The Man Who Bought the Moon (Italian: L'uomo che comprò la Luna, Spanish: El hombre que compró la luna) is a 2018 Italian-Argentine-Albanian comedy film co-written and directed by Paolo Zucca and starring Jacopo Cullin, Stefano Fresi and Francesco Pannofino.

== Cast ==
- Jacopo Cullin as Kevin Pirelli / Gavino Zoccheddu
- Stefano Fresi as Pino
- Francesco Pannofino as Dino
- Benito Urgu as Badore
- Ángela Molina as Teresa
- Lazar Ristovski as Taneddu
- Andrea Prodan as Dr. Badaloni

==Production==
The film was shot between Cagliari, Oristano, San Vero Milis, Cabras and Buenos Aires. Shooting wrapped in late October 2017. Zucca cited among its inspirations the 1973 comic book Asterix in Corsica.

==Release==

The film premiered at the 23rd Busan International Film Festival, in the Flash Forward section. It served as pre-opening film at the 2018 Rome Film Festival. It was released in Sardinian cinemas on 4 April 2019, before expanding nationally on 2 May 2019.

==Reception==
In its first week of release, the film had the second-highest grossing per theater, very close to The Avengers.

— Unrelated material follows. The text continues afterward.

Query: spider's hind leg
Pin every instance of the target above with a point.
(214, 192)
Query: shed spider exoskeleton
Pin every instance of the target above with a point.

The film has been described as "a surreal, absurdist journey aiming to push the boundaries of comedic drama while handing out a succession of breathtaking sceneries" and "a deliciously arty and far fetched slapstick".

For his performance in this film, in Don't Stop Me Now and in C'è tempo, Stefano Fresi won the 2019 Nastro d'Argento for best comedy actor.